Avoir des fantasmes sexuels ne signifie pas pour autant les réaliser…
Le fantasme relève de la réalité psychique, dont une partie est inaccessible : l’inconscient. Mais un fantasme n’incite pas forcément au passage à l’acte et donc, certains fantasmes resteront du domaine du non-réalisable pour la plupart des gens. Les bisexuels peuvent avoir des relations simultanées avec des partenaires de n’importe quel sexe, pratiquer la monogamie en série avec des partenaires de l’un ou l’autre sexe, avoir des relations avec des partenaires d’un seul sexe ou pratiquer la chasteté. En d’autres mots, la bisexualité peut se référer aux désirs uniquement, pas nécessairement au comportement.
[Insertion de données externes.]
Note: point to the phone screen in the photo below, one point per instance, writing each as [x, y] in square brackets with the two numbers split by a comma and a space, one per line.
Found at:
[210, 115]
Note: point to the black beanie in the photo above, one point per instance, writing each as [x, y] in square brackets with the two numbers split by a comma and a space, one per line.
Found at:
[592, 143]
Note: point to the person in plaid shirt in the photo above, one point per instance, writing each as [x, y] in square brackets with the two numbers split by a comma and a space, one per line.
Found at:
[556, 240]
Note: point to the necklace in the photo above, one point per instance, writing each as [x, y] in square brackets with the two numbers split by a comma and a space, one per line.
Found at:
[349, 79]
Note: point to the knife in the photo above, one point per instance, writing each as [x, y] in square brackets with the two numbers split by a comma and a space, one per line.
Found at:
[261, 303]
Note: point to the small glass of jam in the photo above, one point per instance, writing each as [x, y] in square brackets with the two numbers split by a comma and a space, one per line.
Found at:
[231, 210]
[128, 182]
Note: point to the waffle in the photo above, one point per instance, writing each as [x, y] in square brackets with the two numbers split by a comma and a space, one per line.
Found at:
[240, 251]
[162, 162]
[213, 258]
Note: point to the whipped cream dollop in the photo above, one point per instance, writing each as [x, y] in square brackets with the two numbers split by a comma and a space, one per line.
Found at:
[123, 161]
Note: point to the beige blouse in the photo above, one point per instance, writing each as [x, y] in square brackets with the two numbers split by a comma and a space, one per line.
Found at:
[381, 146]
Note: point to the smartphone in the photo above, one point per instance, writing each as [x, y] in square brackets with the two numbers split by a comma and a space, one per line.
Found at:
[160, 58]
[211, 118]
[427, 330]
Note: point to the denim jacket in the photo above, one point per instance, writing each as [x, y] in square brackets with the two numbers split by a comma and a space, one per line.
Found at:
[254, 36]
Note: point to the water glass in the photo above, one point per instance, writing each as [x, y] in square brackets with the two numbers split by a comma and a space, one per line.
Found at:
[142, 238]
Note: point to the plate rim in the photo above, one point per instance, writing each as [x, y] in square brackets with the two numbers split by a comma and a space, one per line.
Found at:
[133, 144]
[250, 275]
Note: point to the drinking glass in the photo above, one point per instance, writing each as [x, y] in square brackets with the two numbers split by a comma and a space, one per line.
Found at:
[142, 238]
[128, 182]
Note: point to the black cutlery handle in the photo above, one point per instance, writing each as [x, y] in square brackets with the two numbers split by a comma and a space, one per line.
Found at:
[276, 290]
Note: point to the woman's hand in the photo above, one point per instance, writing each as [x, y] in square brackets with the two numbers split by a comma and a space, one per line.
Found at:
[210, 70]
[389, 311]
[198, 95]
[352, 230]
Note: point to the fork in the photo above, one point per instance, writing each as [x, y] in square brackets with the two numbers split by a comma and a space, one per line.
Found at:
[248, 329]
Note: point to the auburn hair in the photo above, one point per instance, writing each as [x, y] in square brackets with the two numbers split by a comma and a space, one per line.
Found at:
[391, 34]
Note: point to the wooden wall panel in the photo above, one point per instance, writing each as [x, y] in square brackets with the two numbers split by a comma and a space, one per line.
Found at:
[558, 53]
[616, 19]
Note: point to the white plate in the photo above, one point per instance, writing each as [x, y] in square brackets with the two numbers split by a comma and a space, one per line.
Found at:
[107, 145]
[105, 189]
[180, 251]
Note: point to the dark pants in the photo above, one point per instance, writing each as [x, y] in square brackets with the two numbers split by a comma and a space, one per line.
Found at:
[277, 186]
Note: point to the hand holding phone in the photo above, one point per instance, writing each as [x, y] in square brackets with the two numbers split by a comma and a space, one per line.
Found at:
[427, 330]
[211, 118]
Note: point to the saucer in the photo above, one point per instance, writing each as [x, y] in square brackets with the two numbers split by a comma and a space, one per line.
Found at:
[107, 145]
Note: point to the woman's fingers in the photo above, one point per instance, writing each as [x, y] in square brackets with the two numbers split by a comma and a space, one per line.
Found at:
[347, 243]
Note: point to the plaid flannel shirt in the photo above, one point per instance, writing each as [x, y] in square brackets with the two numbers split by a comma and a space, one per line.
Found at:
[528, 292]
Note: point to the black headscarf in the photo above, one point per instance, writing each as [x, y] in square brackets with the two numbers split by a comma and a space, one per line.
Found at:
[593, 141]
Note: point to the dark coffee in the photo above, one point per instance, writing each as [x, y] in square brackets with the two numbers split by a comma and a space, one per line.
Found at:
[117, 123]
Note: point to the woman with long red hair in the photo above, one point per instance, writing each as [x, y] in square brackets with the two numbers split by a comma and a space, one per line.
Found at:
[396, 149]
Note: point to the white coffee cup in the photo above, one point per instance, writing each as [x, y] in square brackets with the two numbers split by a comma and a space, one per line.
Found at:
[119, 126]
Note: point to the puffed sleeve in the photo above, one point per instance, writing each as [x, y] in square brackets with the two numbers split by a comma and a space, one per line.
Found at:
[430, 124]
Il semblerait que la bisexualité féminine est plus acceptée. Les amours saphiques correspondent-elles aux fantasmes des hommes hétérosexuels ?
À notre époque, il est vrai que les garçons parlent très ouvertement de leur fantasme concernant la relation homosexuelle féminine. Vu qu’on l’évoque avec plus ou moins aucun tabou, le saphisme est mieux « accepté » que l’homosexualité masculine. La bisexualité féminine est un fantasme pour tous les hommes, et pour une très large proportion des femmes…
L’entre-deux provoque-t-il plus de malaise que d’être hétéro ou homo ?
C’est au cas par cas, car pour certains être bisexuel ne pose aucun malaise car ils ont « subjectivé » leur sexualité dans leur vie psychique : il n’y a plus de confusion dans leur choix sexuel et affectif. Psychi-quement parlant, ces sujets ont « intériorisé » leur identité sexuelle et leur choix d’objet et à partir de là, ils arrivent à mieux gérer cette double attirance sexuelle. Il peut y avoir malaise quand le physique diffère de l’identité sexuelle, par exemple pour le transsexualisme ou le travestisme.